Abstract

Safety in road traffic as a system in which there are dynamic interactions between its different users depends on how integrated it is. In this system, drivers are a favoured group of users. Unfortunately they are also the most dangerous group, as research shows. Studying the causes of dangerous driving behaviour is still important.
 The paper aims to present the psychometric methodology to define the diagnostic and prognostic validity of some psychometric tests used by transport psychologists. Our statistical analysis included the four experimental groups of professional drivers with motor vehicle accident and one control group of drivers whose road performance had no motor vehicle accident recordings.

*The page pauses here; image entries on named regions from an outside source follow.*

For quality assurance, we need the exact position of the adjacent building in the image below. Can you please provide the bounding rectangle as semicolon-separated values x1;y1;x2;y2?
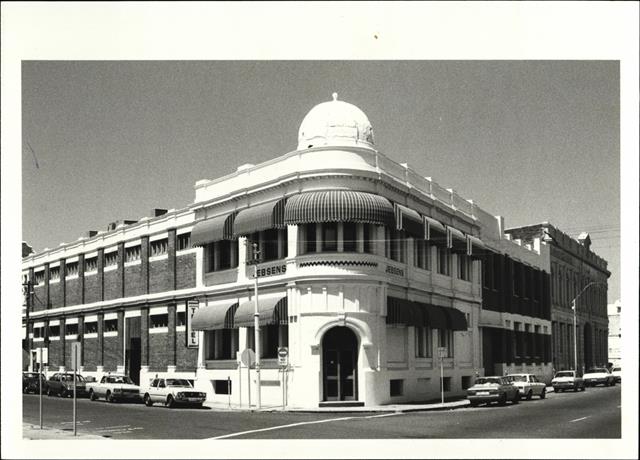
23;95;552;407
506;222;611;372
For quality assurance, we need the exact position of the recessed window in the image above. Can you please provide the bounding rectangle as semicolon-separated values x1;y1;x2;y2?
389;379;404;396
149;238;169;257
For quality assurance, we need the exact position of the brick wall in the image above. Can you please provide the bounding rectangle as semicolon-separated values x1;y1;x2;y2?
176;254;196;289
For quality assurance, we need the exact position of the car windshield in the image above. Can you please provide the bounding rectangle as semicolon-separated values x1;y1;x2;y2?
556;372;573;377
476;377;500;385
107;375;133;385
166;379;191;387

 The novelty of the study presented here is in linking the psychometric tests outcomes of professional road drivers (city bus drivers, school bus drivers, taxi drivers, ambulance drivers, fire trucks drivers, police drivers, military vehicle
 drivers, special vehicle drivers etc.) and their behavioral safety performance on public roads (i.e. causing road accidents, road collisions, participating in accidents but not causing it, and participating in road collision but not causing it) – which aims to indicate the diagnostic and prognostic validity of these tests for drivers.
 Discriminatory analysis based on Fisher ĝ-function was used to find discrepancies between the specific test outcomes of the road drivers in the control group and the four risky behaviour groups. The identified discrepancies are interpreted in terms of equivalence between the diagnostic and prognostic validity of the taken into consideration psychometric tools used by psychologists for diagnosing road drivers.